Une jeune femme, Tass, professeur de français née en Nouvelle-Calédonie, revient s’y installer définitivement et y enseigner. Elle s’interroge sur sa place, son identité, son avenir, parce qu’elle vient de quitter Thomas son copain français.
Dans sa classe, elle remarque deux jumeaux Kanach, elle est frappée par leur intelligence et leur calme. Et un jour, ils disparaissent.
Parallèlement à la vie de cette jeune professeur Tass, on entre dans la vie d’un groupe très original de trois personnes, deux femmes et un homme qui tentent une nouvelle forme de militantisme indépendantiste « l’empathie violente ». Il s’agit de faire réagir les blancs par petites touches, de leur faire peur.
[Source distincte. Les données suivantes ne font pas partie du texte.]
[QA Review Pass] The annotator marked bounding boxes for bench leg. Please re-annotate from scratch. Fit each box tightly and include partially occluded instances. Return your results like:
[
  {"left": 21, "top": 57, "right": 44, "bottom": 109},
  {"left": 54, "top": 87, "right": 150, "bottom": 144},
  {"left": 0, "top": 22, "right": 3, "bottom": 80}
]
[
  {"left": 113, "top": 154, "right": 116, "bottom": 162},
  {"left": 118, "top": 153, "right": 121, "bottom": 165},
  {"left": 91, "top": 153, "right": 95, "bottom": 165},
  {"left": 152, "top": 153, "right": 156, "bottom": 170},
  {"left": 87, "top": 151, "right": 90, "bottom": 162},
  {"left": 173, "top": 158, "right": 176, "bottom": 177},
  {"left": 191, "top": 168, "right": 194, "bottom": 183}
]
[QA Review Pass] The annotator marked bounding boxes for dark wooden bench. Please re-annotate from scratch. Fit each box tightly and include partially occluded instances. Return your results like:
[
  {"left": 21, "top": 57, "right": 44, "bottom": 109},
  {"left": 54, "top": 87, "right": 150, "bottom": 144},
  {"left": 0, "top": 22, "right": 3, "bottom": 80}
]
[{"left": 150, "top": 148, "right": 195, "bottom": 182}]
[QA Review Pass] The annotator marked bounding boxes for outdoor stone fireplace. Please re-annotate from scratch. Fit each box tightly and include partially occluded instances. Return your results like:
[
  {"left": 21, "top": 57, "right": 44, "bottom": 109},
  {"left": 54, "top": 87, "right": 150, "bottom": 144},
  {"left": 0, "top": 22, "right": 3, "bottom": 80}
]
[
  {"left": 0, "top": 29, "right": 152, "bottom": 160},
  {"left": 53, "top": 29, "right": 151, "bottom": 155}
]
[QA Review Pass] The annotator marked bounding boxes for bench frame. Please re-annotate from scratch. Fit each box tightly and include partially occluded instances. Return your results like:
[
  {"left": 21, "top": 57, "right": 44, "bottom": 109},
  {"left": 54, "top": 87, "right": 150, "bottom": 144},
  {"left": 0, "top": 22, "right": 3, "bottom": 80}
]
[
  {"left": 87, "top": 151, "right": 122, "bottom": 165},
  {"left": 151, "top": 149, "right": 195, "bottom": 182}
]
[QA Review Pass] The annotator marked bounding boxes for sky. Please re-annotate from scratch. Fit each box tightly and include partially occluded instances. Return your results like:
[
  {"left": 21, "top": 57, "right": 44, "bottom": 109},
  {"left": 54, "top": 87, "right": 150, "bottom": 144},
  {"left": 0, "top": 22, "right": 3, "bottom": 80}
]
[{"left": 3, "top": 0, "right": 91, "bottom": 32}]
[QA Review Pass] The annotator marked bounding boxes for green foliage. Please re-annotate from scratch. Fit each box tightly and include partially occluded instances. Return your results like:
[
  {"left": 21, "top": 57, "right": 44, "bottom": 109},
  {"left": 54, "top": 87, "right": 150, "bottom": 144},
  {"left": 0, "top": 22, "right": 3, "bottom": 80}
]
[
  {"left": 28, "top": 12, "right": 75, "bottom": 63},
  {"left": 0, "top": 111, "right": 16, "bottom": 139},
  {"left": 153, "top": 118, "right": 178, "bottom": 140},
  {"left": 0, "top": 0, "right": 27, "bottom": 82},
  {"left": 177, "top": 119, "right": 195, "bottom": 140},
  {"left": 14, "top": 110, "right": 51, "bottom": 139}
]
Tass, alias Alice Zeniter, retrouve dans un accident en pleine forêt, dans un long rêve halluciné, l’histoire de ses ancêtres Kabyles venus là comme bagnards et retrace avec une grande virtuosité toute l’histoire du peuplement de l’île, des bagnards, de leur reconversion en paysans concessionnaires. Là, on comprend mieux ce qu’elle est allée faire là-bas !!! Elle retrouve les hiérarchies entre les différentes libertés, les différents hommes libres, les blancs, les blancs-blancs, les zoreilles, les asiatiques. Elle explique l’idéologie colonialiste, qu’elle soit saint-simonienne ou juste capitaliste. C’est un cours d’histoire magistrale, jamais ennuyeux. Nous sommes frappés par la violence de la répression. Au début, les Canaques ont laissé s’installer les blancs et ensuite, quand ils les ont vus agir, ils se sont rebellés et ont été massacrés. J’ai noté, comme chez les Aborigènes, une relation très particulière à leur terre, leur terre est aussi leur nom, le nom de leurs lignées, de leur histoire.
Mais ce n’est pas un cours d’histoire, c’est un roman plein de péripéties, plein de magie, d’immersion dans la nature, on s’attache aux personnages, aux trois farfelus, aux amis de Tass, aux jumeaux surtout, et à leur tragédie.
C’est brillant.
Une réserve cependant, la façon dont est amené le passé des ancêtres de la narratrice, de ses ancêtres kabyles arrivés là comme bagnards parce qu’ils ont lutté contre la France m’a paru un peu légère, l’espèce de long rêve halluciné de la narratrice est plausible dans l’univers kanak, mais un peu facile sur le plan romanesque.